If you read that the US Supreme Court decided at the end of June on a case referred to the right of confrontation of witnesses derived from the Sixth Amendment to the US Constitution (see Recent Opinions, Melendez-Díaz  vs Masachussets) ; that the voting was 5 to 4, that Justice Scalia wrote the decision for the majority and that Justice Kennedy lead the dissenters you will probably imagine the rest. Typical controversial decision splitting the Court between the conservative wing and the liberal wing. Too fast thinking this time.

The opinion of Justice Scalia was supported by Justice Thomas –nothing to write home about you may think- but also by Justices Stevens, Souter and Ginsburg.
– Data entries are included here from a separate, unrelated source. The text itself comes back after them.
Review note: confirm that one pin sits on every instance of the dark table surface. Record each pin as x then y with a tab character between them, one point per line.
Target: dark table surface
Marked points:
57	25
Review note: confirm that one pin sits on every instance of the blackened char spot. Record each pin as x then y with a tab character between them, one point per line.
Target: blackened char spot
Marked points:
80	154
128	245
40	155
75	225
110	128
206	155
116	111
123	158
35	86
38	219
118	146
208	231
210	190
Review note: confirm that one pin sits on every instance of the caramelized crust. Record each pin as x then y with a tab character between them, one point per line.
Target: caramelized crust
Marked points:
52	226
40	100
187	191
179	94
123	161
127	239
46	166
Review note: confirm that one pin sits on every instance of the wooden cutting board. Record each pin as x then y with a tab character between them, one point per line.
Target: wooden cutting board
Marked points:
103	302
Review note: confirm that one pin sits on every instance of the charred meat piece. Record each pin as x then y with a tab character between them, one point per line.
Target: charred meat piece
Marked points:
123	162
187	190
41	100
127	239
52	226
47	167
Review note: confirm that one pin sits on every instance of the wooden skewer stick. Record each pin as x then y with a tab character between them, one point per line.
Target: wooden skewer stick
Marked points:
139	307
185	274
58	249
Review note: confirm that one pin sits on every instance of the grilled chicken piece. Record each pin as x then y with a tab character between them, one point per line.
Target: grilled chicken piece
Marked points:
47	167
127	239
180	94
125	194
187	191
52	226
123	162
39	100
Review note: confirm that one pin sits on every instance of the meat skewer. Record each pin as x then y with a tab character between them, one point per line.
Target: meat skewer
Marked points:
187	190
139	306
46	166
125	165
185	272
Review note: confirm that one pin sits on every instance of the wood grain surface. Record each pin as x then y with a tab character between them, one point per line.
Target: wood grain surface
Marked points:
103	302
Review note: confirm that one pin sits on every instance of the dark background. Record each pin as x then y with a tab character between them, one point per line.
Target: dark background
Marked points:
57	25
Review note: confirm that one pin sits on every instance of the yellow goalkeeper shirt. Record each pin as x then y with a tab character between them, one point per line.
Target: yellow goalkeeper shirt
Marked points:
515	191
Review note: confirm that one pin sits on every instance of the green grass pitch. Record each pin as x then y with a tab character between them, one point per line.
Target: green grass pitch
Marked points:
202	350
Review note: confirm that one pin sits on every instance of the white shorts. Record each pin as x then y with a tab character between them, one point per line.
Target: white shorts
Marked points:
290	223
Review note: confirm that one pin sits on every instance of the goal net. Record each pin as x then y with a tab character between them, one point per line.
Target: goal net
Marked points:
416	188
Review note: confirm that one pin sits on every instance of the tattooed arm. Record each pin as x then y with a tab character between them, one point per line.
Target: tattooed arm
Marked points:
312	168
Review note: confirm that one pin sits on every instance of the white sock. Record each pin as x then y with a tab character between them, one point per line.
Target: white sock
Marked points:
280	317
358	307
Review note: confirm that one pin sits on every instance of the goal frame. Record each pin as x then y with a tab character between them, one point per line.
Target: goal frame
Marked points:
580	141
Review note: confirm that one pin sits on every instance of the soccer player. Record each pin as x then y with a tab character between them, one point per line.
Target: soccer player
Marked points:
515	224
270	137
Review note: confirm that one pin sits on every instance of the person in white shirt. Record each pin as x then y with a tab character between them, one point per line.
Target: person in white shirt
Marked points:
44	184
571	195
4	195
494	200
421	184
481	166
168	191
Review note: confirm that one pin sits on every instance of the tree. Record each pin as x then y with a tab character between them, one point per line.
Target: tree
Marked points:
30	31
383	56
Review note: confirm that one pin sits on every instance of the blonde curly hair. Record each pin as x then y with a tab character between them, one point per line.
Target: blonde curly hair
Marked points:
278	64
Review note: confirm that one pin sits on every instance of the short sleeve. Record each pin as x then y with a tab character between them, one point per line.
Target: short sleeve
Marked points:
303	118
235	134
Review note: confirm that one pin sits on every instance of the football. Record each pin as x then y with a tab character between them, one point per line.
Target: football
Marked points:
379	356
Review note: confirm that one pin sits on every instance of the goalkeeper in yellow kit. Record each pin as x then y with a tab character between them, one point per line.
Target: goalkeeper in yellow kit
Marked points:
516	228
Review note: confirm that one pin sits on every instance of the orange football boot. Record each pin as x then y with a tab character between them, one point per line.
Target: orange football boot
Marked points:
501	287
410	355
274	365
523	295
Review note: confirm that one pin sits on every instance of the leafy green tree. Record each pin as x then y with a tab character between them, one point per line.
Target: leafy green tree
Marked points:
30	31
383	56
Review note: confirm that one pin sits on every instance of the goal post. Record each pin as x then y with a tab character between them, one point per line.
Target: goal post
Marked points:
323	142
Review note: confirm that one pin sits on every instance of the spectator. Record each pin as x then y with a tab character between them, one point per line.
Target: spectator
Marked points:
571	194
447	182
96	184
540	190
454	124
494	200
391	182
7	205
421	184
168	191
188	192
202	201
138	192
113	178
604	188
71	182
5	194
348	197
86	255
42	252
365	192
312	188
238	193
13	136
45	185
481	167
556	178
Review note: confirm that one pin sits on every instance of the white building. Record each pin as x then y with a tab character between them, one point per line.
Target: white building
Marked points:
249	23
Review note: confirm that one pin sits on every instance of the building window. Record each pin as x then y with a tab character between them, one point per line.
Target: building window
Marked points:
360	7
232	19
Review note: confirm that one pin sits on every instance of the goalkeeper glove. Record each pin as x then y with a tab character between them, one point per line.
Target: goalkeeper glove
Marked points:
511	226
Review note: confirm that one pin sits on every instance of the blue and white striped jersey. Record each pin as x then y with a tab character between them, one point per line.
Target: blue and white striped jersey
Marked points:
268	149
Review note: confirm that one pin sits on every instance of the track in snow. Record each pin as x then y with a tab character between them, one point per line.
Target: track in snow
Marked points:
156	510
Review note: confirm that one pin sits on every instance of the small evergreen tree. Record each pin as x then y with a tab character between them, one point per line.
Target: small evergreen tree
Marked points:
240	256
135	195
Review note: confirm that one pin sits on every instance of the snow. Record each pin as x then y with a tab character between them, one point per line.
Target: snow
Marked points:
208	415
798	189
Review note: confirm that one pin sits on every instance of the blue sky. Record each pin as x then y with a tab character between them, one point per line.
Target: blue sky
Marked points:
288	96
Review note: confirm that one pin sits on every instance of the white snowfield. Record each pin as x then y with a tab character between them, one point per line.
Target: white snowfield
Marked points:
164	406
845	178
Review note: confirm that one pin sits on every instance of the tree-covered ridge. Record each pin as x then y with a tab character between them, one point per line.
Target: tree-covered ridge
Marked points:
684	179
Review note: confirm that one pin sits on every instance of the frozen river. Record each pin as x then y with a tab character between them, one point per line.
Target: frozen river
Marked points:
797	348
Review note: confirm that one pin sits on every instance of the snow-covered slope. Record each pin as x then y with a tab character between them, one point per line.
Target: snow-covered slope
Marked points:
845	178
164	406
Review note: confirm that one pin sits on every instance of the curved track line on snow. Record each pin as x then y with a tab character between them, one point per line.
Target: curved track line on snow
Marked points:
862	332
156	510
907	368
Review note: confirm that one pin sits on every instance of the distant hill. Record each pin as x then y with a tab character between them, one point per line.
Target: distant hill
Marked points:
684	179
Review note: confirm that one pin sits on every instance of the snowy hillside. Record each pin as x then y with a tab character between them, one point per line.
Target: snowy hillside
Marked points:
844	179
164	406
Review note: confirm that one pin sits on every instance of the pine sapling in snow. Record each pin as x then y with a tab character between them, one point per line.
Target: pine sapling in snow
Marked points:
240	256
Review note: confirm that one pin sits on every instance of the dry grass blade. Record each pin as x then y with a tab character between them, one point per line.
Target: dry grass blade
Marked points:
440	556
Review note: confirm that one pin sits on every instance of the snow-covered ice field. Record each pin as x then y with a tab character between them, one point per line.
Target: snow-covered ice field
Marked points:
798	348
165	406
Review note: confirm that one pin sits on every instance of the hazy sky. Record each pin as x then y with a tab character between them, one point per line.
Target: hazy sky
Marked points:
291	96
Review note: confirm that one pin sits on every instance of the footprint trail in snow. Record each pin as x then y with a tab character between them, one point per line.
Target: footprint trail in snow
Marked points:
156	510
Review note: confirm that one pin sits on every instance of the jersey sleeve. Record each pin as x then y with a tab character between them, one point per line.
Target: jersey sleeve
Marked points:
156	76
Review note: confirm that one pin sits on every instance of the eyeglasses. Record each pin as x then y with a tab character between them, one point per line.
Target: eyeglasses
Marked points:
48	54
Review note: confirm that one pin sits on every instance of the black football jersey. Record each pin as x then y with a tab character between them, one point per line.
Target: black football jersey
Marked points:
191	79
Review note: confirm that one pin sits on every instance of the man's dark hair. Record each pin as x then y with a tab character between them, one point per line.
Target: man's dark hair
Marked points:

On the side of the dissenters, Justice Kennedy was backed once again by Justice Breyer, but his other bed mates –Justices Alito and Roberts- were not less common than Scalia’s, as they belong to the so called right wing of the Court being appointees of GWB.

In summary the Supreme Court ruled that crime laboratory reports –that have become quite familiar to the general public due to the success of the different versions of the TV series CSI- may not be used against criminal defendants at trial unless the analysts responsible for creating them give testimony and subject themselves to cross-examination. This ruling was actually an extension of a 2004 decision and comes back to underline the effects of the Sixth Amendment’s confrontation clause, which gives a criminal defendant the right “to be confronted with the witnesses against him.”

The position of the majority seems to be based on sound grounds. The respect and protection of constitutional rights as far as criminal prosecution is concerned is not a matter of choice, and those rights and their application must never be considered and obstacle in fighting against criminal activities, even if in the day to day work it could look so.


“The confrontation clause may make the prosecution of criminals more burdensome, but that is equally true of the right to trial by jury and the privilege against self-incrimination,” Justice Scalia wrote. In his straight forward usual style he added that “Cross-examination of witnesses, is designed to weed out not only the fraudulent analyst, but the incompetent one as well.” And that the Constitution would require allowing defendants to confront witnesses even if “all analysts always possessed the scientific acumen of Mme. Curie and the veracity of Mother Teresa”.


The dissenters strongly underlined that the practical consequences of such decision could end up jeopardising thousands of criminal trials and even letting alleged criminals free. The base of their approach was the comparison between the limited resources, especially human resources, of criminal labs and the enormous number of trials to which labs’ staff could be summoned to confront the results of their analysis.


Without prejudice to my highest regards towards all Justices it appears crystal clear to me that the view of the majority is much closer to the respect of the law than the technicalities and excuses of the dissenters. It may look odd to many people that well known paladins of the Human Rights cause, namely Ginsburg, Souter and Stevens lined with classical ‘originalists’ such as Scalia and Thomas. It does not to me, as the point is whether efficiency in crime prosecution may justify lesser protection of constitutional rights, and there is only one answer for that. To provide that answer is a matter of Justice, not a question of Justices.